Шрифт:
Интервал:
Закладка:
И первой к Джеку, конечно же, явилась Роза.
– Самайнтаун? – переспросил Джек, замерев возле окна. – Почему ты хочешь назвать город именно так?
Роза выпустила из рук мутовку, которую неистово вращала туда-сюда, пока подмороженные за ночь сливки в маслобойке не схватились хлопьями и не загустели. Пальцы ее раскраснелись, покрытые мозолями поверх мелких шрамов от шитья, и, будь у Джека язык, он бы неодобрительно им зацокал. Ведь ручки у Розы, рожденной в семье гофмейстера и дочери зажиточного купца, были нежными, не то что ее характер, но Джеку не хотелось, чтобы это когда‐нибудь менялось. Поэтому он подошел, мягко отодвинул уставшую и вспотевшую Розу от маслобойки и, усадив ее на стул, взялся за мутовку сам.
– Как ты можешь спрашивать такое? – словно рассердилась Роза, но нежная улыбка выдала ее. – Мы ведь встретились в Самайн! Теперь это мой любимый день в году.

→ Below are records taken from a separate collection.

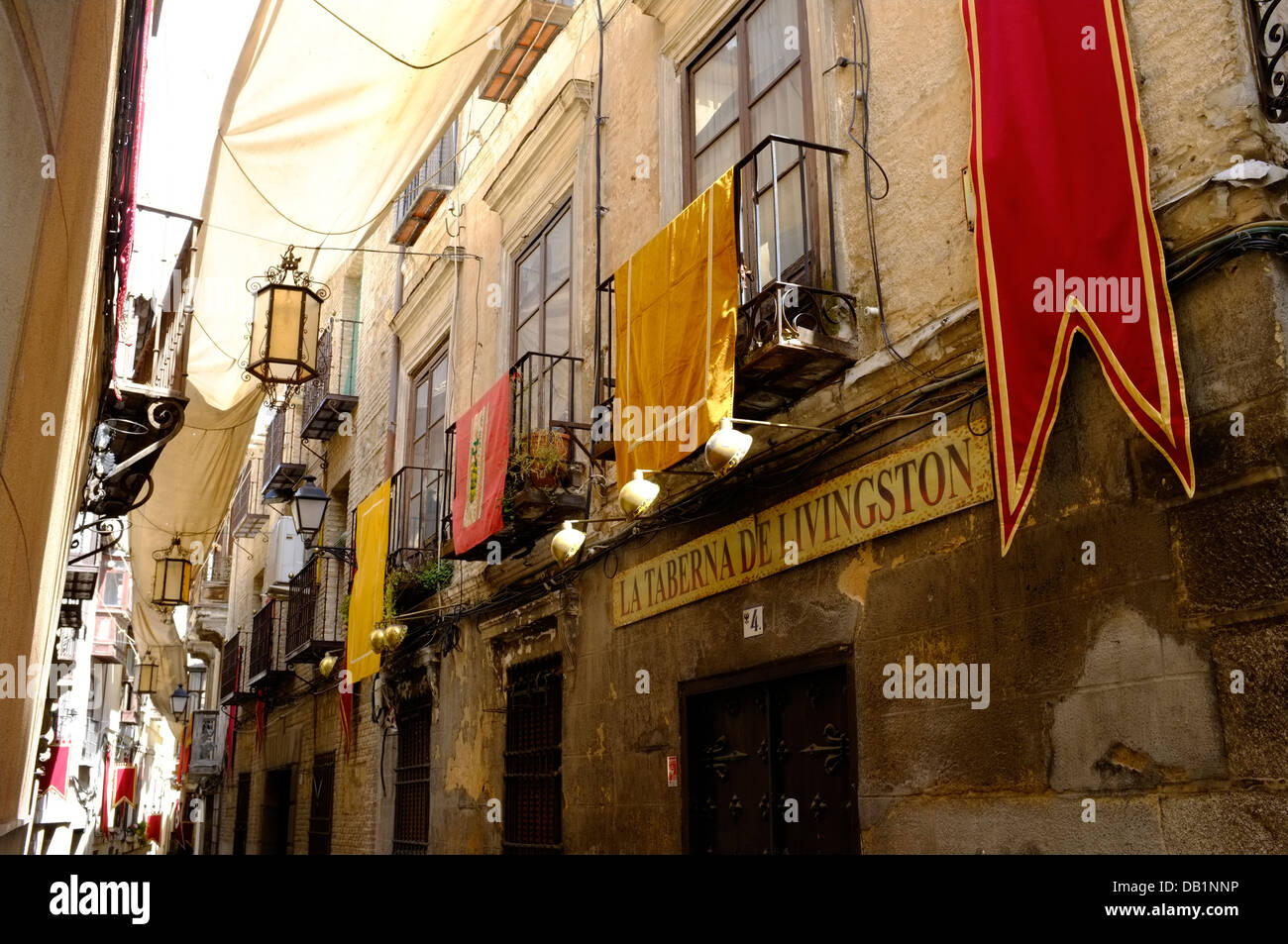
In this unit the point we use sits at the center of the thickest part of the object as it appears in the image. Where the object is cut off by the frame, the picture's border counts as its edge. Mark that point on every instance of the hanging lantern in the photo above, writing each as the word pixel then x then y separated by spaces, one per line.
pixel 171 581
pixel 308 509
pixel 197 685
pixel 149 670
pixel 283 335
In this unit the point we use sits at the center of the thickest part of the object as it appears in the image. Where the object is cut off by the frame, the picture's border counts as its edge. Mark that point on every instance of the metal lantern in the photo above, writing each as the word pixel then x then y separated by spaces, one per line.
pixel 308 509
pixel 283 335
pixel 171 581
pixel 197 685
pixel 179 702
pixel 149 670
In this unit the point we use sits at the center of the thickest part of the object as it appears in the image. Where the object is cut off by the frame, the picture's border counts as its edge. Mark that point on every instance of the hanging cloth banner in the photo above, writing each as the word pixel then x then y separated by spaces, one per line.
pixel 54 777
pixel 1065 239
pixel 677 303
pixel 125 782
pixel 104 789
pixel 231 741
pixel 368 597
pixel 482 459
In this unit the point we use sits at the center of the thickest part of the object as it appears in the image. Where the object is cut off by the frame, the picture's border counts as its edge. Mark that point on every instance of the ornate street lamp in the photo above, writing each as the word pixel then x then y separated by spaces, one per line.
pixel 179 702
pixel 283 334
pixel 308 509
pixel 149 675
pixel 197 685
pixel 171 581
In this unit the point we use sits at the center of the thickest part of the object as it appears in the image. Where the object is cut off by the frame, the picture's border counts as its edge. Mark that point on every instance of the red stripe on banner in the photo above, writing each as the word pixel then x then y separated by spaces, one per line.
pixel 1065 237
pixel 54 777
pixel 104 789
pixel 127 782
pixel 482 462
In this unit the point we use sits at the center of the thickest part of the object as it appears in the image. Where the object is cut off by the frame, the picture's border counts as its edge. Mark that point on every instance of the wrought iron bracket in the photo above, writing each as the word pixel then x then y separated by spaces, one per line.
pixel 1269 40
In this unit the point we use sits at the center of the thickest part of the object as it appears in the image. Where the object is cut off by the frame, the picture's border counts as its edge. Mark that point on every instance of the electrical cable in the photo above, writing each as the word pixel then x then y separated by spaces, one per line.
pixel 436 62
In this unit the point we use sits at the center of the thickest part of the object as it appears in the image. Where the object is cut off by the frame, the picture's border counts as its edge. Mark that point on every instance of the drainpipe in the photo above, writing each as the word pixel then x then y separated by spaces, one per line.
pixel 394 366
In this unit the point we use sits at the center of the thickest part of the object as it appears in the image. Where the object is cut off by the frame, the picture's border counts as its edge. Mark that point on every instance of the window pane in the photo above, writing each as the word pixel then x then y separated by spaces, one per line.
pixel 559 253
pixel 778 112
pixel 715 94
pixel 528 336
pixel 438 395
pixel 421 419
pixel 557 323
pixel 716 159
pixel 437 447
pixel 791 233
pixel 529 282
pixel 774 38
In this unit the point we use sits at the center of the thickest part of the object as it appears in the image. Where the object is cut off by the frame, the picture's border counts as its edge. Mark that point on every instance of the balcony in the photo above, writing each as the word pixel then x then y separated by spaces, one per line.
pixel 546 476
pixel 425 192
pixel 267 660
pixel 283 452
pixel 143 408
pixel 795 330
pixel 111 643
pixel 232 673
pixel 334 393
pixel 417 507
pixel 249 514
pixel 316 616
pixel 531 31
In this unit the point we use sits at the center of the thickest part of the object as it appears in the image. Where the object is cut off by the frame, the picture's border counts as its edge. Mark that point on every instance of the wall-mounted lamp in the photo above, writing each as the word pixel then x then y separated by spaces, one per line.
pixel 728 446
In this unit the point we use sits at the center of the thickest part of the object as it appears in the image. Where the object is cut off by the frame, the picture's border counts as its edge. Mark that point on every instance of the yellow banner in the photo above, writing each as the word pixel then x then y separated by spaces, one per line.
pixel 677 320
pixel 934 478
pixel 368 597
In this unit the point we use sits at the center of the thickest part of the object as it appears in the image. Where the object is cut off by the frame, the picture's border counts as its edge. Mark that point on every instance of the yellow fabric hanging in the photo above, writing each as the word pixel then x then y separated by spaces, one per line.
pixel 368 599
pixel 675 331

Ох, взбивать масло оказалось сложнее, чем Джек думал. Ровно как и выносить поддразнивания Розы. Мутовка взбесилась, подпрыгнула на упругом, уже скомкавшемся и воздушном масле и едва не перевернула весь бочок. Джек отпустил ее и уставился треугольными прорезями на Розу. Та продолжала улыбаться, будто до сих пор не подозревала, какую власть над ним имеет.
– Только поэтому? – спросил Джек, и это был первый раз, когда он порадовался, что у него нет головы. По крайней мере, Роза не увидит его румянец, который Джек чувствует жаром где‐то в области шеи. – Не подумай, что я против, нет, это ведь твой город! Ты в праве называть его, как хочешь…
– Город наш, – поправила Роза, в этот раз и впрямь сердито. – Прошу тебя, сделай мне одолжение… Перестань всем говорить, будто это место основала я.
– Но…
– Джек. Я не хочу, чтобы ты лгал людям.
Таким голосом, как у Розы, можно было одинаково хорошо исполнять что колыбельные, что оперетты; нежный, певучий, он умел грубеть до звенящей стали, которую она выплавила в себе сама после пережитого позора и изгнания. Сейчас этот «позор», кстати говоря, беззаботно бегал за домом по лужайке, чернявый и курносый, больше похожий на своего отца, о котором Роза никогда не говорила, чем на нее саму. Джек слышал звонкий смех Доротеи, когда она ловила очередную бабочку в сачок, и видел в уголках тепло-карих глаз Розы те мелкие морщинки, которыми ее наградило столь раннее и трудное материнство в глухом лесу. За шесть лет она сильно изменилась, но больше внутренне, чем внешне.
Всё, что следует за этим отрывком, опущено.